College Sports

NCAA pool is worth $15,000—if you can write code


Ryan Boesch enters a March Madness pool with family members every year. But after developing a knack for algorithms at Stanford University, he stumbled upon "the nerd way" to compete.

Getty Images

"I'm the type of person who loves playing cards but would have more fun writing the model for code to compete against someone else's code," said Boesch, a graduate student in electrical engineering.

Boesch and other tech-savvy sports fans have jumped into alternative March Madness pools where participants pit their best data-driven computer models against each other. A contest held by data science site Kaggle—which will award $15,000 in prize money—has already drawn entries from 273 teams. Their algorithms will attempt to predict this year's college basketball championship, which starts next week.

Read MoreHow 'Cinderellas' cash in on March Madness

The odds of nailing down the tournament outcome are steeply stacked against even the best data scientists and statisticians. Still, participants say the March Madness problem is an entertaining diversion from their day jobs.

"This is more of a fun side project for bragging rights in the office among the nerds," said Will Cukierski, a data scientist at Kaggle, which is holding its second March Machine Learning Mania.

Traditional March Madness pools draw a crowd despite the difficulty of picking the tournament's outcome. Last year, roughly 50 million Americans participated in March Madness pools, according to a survey from MSN.

People recognize that if you're in this contest, you need to get really lucky. If I get a lottery ticket and don't win, should I be mad?
Michael Lopez
assistant professor of statistics, Skidmore College

Big sets of data have become more accessible as March Madness has turned into a cultural phenomenon, said Scott Turner, who runs the Net Prophet college basketball blog. That in turn has led to more amateur programmers attempting to project the tournament's outcome.

"The two trends have crashed together to create a lot of interest in predicting the tournament by computer program," Turner told CNBC in an email.

Turner now manages the March Machine Madness competition, which is in its sixth year but has never drawn the type of interest Kaggle's contest has. In both contests, participants practice machine learning. They make algorithms based on data sets of their choice.

Read MoreNCAA tourney run can bring billions (with a 'B')
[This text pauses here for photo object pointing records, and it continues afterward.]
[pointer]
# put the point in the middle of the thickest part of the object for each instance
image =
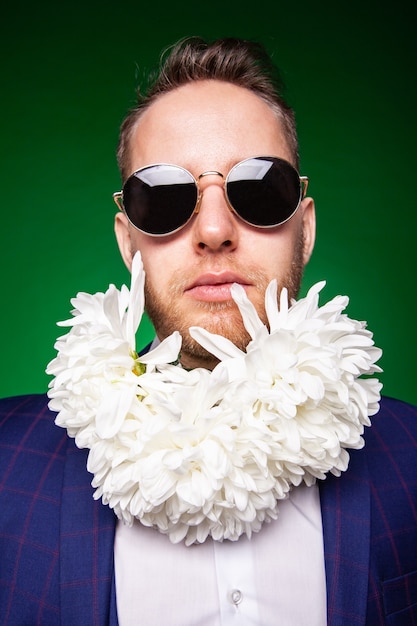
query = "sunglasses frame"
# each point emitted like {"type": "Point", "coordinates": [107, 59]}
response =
{"type": "Point", "coordinates": [118, 195]}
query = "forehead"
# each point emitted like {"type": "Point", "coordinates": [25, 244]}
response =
{"type": "Point", "coordinates": [209, 125]}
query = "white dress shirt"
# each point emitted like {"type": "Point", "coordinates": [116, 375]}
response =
{"type": "Point", "coordinates": [276, 578]}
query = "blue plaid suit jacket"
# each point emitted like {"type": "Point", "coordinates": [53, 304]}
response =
{"type": "Point", "coordinates": [56, 542]}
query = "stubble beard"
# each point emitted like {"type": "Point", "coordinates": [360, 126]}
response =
{"type": "Point", "coordinates": [222, 318]}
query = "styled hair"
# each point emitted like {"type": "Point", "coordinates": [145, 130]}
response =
{"type": "Point", "coordinates": [238, 61]}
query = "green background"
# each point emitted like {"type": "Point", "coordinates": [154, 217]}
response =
{"type": "Point", "coordinates": [69, 72]}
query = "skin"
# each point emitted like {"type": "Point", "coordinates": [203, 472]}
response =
{"type": "Point", "coordinates": [204, 126]}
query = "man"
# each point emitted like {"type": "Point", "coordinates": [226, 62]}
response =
{"type": "Point", "coordinates": [343, 552]}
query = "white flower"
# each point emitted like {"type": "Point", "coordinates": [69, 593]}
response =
{"type": "Point", "coordinates": [199, 453]}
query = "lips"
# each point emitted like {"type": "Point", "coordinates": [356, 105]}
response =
{"type": "Point", "coordinates": [214, 287]}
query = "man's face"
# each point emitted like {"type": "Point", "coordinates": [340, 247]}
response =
{"type": "Point", "coordinates": [205, 126]}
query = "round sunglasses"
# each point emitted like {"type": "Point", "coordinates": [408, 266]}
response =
{"type": "Point", "coordinates": [161, 199]}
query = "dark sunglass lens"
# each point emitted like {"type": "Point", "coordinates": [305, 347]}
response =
{"type": "Point", "coordinates": [264, 191]}
{"type": "Point", "coordinates": [160, 199]}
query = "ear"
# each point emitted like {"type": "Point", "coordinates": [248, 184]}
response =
{"type": "Point", "coordinates": [309, 227]}
{"type": "Point", "coordinates": [122, 230]}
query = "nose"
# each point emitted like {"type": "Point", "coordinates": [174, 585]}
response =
{"type": "Point", "coordinates": [215, 226]}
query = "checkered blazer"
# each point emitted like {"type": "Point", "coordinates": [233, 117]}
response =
{"type": "Point", "coordinates": [56, 542]}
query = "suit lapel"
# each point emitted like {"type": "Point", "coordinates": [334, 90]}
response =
{"type": "Point", "coordinates": [345, 504]}
{"type": "Point", "coordinates": [87, 540]}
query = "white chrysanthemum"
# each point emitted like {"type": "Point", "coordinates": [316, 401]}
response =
{"type": "Point", "coordinates": [199, 453]}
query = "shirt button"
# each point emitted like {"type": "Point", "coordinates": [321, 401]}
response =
{"type": "Point", "coordinates": [236, 596]}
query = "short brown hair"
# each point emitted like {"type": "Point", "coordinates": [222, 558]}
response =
{"type": "Point", "coordinates": [237, 61]}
Competitors in Kaggle's contest—which will run on Hewlett-Packard's Haven data platform this year— are currently testing their models against the previous four tournaments. They'll construct an algorithm for this year's tournament after the field is announced on Sunday.

Sign-ups have already surged past the 250 that entered last year, and Kaggle expects more entries before the tournament starts. Participants range from data scientists and statisticians to college students and developers.

"You don't just have to be data scientists anymore to harness big data," Jeff Veis, vice president of marketing for HP's data business, told CNBC.

Sports analytics' best & brightest

In his day job, Monte McNair crunches numbers to inform scouting and coaching decisions for the NBA's Houston Rockets. He has fine-tuned a March Madness algorithm that he first made as part of his college thesis.

McNair, director of basketball operations for the Rockets, hosts his own tournament website for fun. Last year, he won the Machine Madness contest and entered the Kaggle competition.

In the Kaggle contest, data-driven algorithms assign a probability that each team would win in a game against every other eligible squad. While machine models generally predict more accurately than the average office bracket, the randomness of the tournament wreaks havoc on even the best statistical models.

Read MoreThe role of data in transforming pro sports

The likelihood of correctly picking even 75 percent of games correctly is "astronomically low," said Michael Lopez, who was on last year's winning team. His team's model won while getting 73 percent of games right.

Lopez, an assistant professor of statistics at Skidmore College, said he believes that it was more luck than skill that earned his team the first-place finish and $15,000 prize, which he split with a teammate. He plans to enter again this year, when $10,000 will go to the first-place team, and the second-place team will receive $5,000.

Lopez won't be disappointed if he can't replicate last year's results.

"People recognize that if you're in this contest, you need to get really lucky," he said. "If I get a lottery ticket and don't win, should I be mad?"